TEXAS COURT OF APPEALS, THIRD DISTRICT, AT AUSTIN
v.
The State of Texas, Appellee
NO. 16891, HONORABLE ROBERT B. LEE, JUDGE PRESIDING
Appellant contends that "[w]hen the judge rejected Appellant's nolo contendere plea, Appellant should have been allowed to withdraw plea." She further argues that she would have withdrawn the plea because there was evidence to exonerate her, as she contends she told the county attorney during plea negotiations. Appellant's arguments reflect a misunderstanding of her plea. A plea of nolo contendere, or no contest, is the equivalent of a plea of guilty insofar as a criminal prosecution is concerned. Tex. Code Crim. Proc. Ann. art. 27.02(5) (West 1989). The plea admits every element of the offense and is legally sufficient in itself to support a misdemeanor conviction. Ex parte Williams, 703 S.W.2d 674, 678 (Tex. Crim. App. 1986). In such a case, the court may assess punishment with or without evidence, at its discretion. Tex. Code Crim. Proc. Ann. art. 27.14(a) (West 1989). By accepting the plea bargain, appellant forfeited her right to contest the accusation in exchange for the certainty of a lesser punishment. See Ex parte Williams, 637 S.W.2d 943, 947 (Tex. Crim. App. 1982). By finding appellant guilty, the trial court did not "reject" the plea, but instead gave it its proper legal effect. Issues one and three are overruled.

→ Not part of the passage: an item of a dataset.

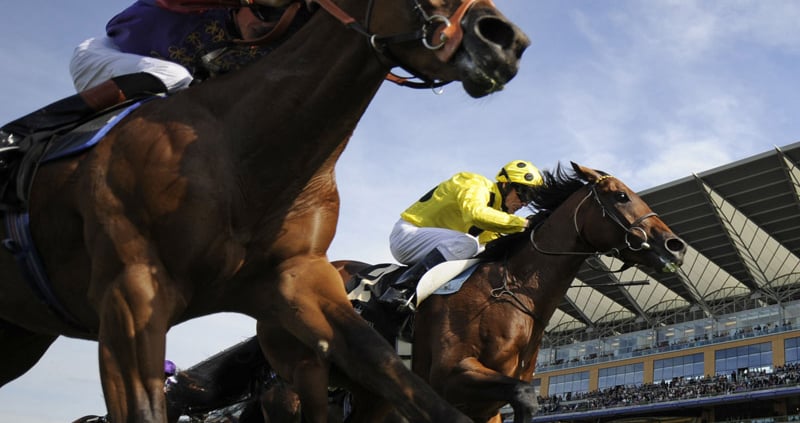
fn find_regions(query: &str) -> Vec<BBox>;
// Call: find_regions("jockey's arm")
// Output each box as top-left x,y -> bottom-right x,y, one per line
156,0 -> 294,13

Appellant further contends that the county court erred by rendering a judgment nunc pro tunc without notice or a hearing. The original judgment erroneously recited that appellant pleaded guilty. The judgment nunc pro tunc corrected that clerical error and properly reflects the nolo contendere plea. See Curry v. State, 720 S.W.2d 261, 262 (Tex. App.--Austin 1986, pet. ref'd) (function of judgment nunc pro tunc). No error is presented.
The judgment of conviction is affirmed. (1)
__________________________________________
Mack Kidd, Justice
Before Justices Kidd, B. A. Smith and Puryear
Affirmed
Filed: August 30, 2001
Do Not Publish
1. Appellant's motion for summary judgment is overruled.